More women are becoming coaches too. Ella Cahoon, 30, who has played since she was eight, volunteered for a south-east London club after the Lionesses won the Euros. She believes that the biggest challenge, apart from ensuring that girls have the opportunity to join teams at all levels, is encouraging them to stick with it beyond youth. The fa says that 72% of girls in primary school play as much football as boys but that drops to 44% in secondary school. The government has introduced a kitemark-like scheme for schools to provide equal access to sports for boys and girls.

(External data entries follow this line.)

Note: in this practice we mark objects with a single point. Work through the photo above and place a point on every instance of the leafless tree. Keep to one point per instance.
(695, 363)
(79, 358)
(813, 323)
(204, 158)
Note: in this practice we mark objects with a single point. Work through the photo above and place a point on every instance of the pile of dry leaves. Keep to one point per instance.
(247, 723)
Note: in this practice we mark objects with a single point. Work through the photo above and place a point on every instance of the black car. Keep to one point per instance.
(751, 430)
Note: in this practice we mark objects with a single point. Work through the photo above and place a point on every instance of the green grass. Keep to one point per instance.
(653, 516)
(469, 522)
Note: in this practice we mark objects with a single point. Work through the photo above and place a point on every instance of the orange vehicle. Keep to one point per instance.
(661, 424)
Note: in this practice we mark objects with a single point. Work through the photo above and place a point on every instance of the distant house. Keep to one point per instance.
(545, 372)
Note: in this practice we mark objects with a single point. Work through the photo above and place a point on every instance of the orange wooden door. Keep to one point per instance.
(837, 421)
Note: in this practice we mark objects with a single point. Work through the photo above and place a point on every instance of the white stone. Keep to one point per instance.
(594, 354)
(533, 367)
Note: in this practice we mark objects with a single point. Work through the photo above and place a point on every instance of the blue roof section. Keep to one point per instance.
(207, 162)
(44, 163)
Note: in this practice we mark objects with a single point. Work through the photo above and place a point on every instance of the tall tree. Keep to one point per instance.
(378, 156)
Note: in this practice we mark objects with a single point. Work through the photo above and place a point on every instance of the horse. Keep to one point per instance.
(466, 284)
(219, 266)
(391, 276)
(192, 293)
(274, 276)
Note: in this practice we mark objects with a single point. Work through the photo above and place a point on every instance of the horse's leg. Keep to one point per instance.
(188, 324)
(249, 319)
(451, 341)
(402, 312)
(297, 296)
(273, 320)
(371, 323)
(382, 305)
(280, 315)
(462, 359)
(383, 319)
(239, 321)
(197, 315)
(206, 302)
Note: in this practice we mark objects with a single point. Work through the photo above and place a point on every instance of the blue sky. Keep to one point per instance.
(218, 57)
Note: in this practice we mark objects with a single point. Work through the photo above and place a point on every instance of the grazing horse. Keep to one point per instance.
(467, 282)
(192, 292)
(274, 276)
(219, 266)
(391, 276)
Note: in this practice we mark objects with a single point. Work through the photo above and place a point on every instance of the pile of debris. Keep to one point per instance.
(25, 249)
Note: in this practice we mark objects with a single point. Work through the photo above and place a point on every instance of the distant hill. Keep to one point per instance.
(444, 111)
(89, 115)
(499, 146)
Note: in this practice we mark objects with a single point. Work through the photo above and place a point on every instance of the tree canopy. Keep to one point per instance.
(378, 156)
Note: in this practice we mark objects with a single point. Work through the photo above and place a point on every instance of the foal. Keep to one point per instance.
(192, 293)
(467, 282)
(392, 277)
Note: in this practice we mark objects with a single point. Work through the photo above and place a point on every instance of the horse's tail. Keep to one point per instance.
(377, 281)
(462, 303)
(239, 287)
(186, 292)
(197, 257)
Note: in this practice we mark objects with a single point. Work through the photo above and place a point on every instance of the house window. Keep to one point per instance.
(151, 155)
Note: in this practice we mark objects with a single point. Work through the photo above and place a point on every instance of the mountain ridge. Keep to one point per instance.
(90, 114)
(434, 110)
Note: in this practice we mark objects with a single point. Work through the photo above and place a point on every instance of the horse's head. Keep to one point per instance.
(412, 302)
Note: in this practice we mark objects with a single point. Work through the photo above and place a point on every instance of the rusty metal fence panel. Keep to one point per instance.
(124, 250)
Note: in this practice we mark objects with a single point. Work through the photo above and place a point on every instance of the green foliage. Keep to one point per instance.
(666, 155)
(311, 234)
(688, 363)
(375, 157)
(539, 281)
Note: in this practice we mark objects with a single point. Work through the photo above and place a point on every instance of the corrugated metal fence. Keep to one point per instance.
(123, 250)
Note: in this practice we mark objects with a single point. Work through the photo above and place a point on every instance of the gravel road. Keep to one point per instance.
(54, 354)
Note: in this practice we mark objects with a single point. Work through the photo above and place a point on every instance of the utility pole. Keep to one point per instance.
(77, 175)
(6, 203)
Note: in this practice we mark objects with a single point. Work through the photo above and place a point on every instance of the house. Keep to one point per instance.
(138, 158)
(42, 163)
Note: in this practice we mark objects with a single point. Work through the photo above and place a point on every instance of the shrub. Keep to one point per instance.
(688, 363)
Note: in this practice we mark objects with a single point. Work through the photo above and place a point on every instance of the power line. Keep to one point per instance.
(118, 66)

Although boys from households of all incomes play football, among girls it seems to be more for middle-class families. That may reflect, to some extent, the cost and time required to bring girls to practices and games that are more spread out and therefore involve more travel than boys. Bernie Butler, whose 12-year-old daughter Charlotte plays for a south London club, says almost all of her daughter’s teams are white and most part of the middle class.

Another old barrier may be falling away, anyway. Ms Cahoon, the coach, remembers boys in the East Midlands scoffing at girls’ requests to use the school’s goal posts. Ms Butler has had a different experience. As a child she happily played with boys in the playground. Now, boys from her club often show up to support girls’ games. She does the same for them.